Another Brain Dump poem … just reflecting. Maybe someone else can relate.
Fingers tracing exit wounds, reflectively;
Memories instinctively retracing steps
Like an errant thief returning unerringly to the scene of their crime.
Heart beats, slowly, carefully….
Life returning to normal
Kevlar is worn under my dress shirt now
As nightmares of kickbacks and slugs piercing flesh
Are still fresh on my mind.
Pain may be phantom now, but no less real:
Emotional upheaval the aftershock from
The shock of being shot by friendly fire –
Bullets barely missing most vital organs
But leaving gaping holes where my trust should be
As I struggle to breathe with a collapsed lung.

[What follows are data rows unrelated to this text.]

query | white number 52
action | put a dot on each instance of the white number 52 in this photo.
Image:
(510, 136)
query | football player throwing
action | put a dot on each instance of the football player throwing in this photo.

And, as I am gasping out …
As I am bleeding out…
I seek to understand where the shot could have come from.
Now, in recovery, my pain has lessened.
Sutures of time and apology have tied burst capillaries together
To allow blood to flow along familiar relationship routes again,
But, ever so often, sharp pains remind of old war wounds
Whenever the weather changes,
And, my mood changes to reflect the chill of bitterness that flows freely outside…
And I have to choose to close the windows of my soul against the chill
Choosing instead to stay close to the warmth of heartwarming moments
That remind me that I’m still alive in order to feel that chill
My fingers trace the imprint of bullet shaped words that nearly took my life
And I reflect upon the day my love was almost murdered.